The U.S. Supreme Court Database traces its history back four decades, when Harold J. Spaeth asked the National Science Foundation to fund a database that would be so rich in content that multiple users—even those with vastly distinct projects and purposes in mind—could draw on it. Professor Spaeth’s goal was at once refreshingly simple and extremely ambitious: to produce a database that would include and classify every single vote by a Supreme Court justice in all argued cases over a five-decade period. After securing the funding, Spaeth collected and coded the data, performed reliability checks, and eventually amassed the Database. In the late 1980s, he made it (and the documentation necessary to use it) publicly available.

Since then, the Database has been updated at the end of each Supreme Court term. It has also been backdated to 1791 such that today there are two versions of the Database: the Modern Database, which covers 1946 to present and the Legacy Database, which begins in 1791 and ends with the 1945 term. These Databases can be easily combined.

Both versions of the Database house 247 pieces of information for each case, roughly broken down into six categories:

Identification variables (e.g., citations and docket numbers)
Background variables (e.g., how the Court took jurisdiction, origin and source of the case, the reason the Court agreed to decide it)
Chronological variables (e.g., the date of decision, term of Court, natural court)
Substantive variables (e.g., legal provisions, issues, direction of decision)
Outcome variables (e.g., disposition of the case, winning party, formal alteration of precedent, declaration of unconstitutionality)
Voting and opinion variables (e.g., how the individual justices voted, their opinions and agreement scores)

The success of Spaeth’s Database is without question. Virtually all systematic analyses of the contemporary Supreme Court and its members have relied on it. This holds for research conducted by social scientists and their graduate students and, increasingly, by legal academics; and it holds for quantitative and qualitative studies, as well as those more descriptive in nature. In fact, several inventories of peer-reviewed journals show that it is the rare article on the Court that derives its data from an alternative source. Monographs published by top presses also regularly rely on the Database, and the many numerical studies of the Court receiving public attention in recent years have made liberal use of the data it houses. By the same token, journalists seeking to illuminate dimensions of the Court’s work regularly deploy Spaeth’s product; indeed, Linda Greenhouse, the Pulitizer-prize winning reporter, once referred to it as “a computerized treasure trove…created under a grant from the National Science Foundation,” and has cited it (or research relying on it) in her writings.
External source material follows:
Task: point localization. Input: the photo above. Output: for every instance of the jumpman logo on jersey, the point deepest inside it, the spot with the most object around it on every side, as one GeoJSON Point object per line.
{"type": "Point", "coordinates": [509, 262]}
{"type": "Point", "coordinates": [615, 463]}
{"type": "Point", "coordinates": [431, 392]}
In short, the U.S. Supreme Court Database has not just helped fill gaps in our knowledge. It is one of those rare creatures in the law and social science world: an invention that has substantially advanced a large area of study, inspiring research by scholars hailing from no fewer than three and as many as seven disciplines.

This Website

This website houses the most recent versions of the Modern and Legacy Databases. It also includes legacy versions of each so that users can replicate any analysis conducted with earlier versions of data they downloaded (but discarded) or even used on the site.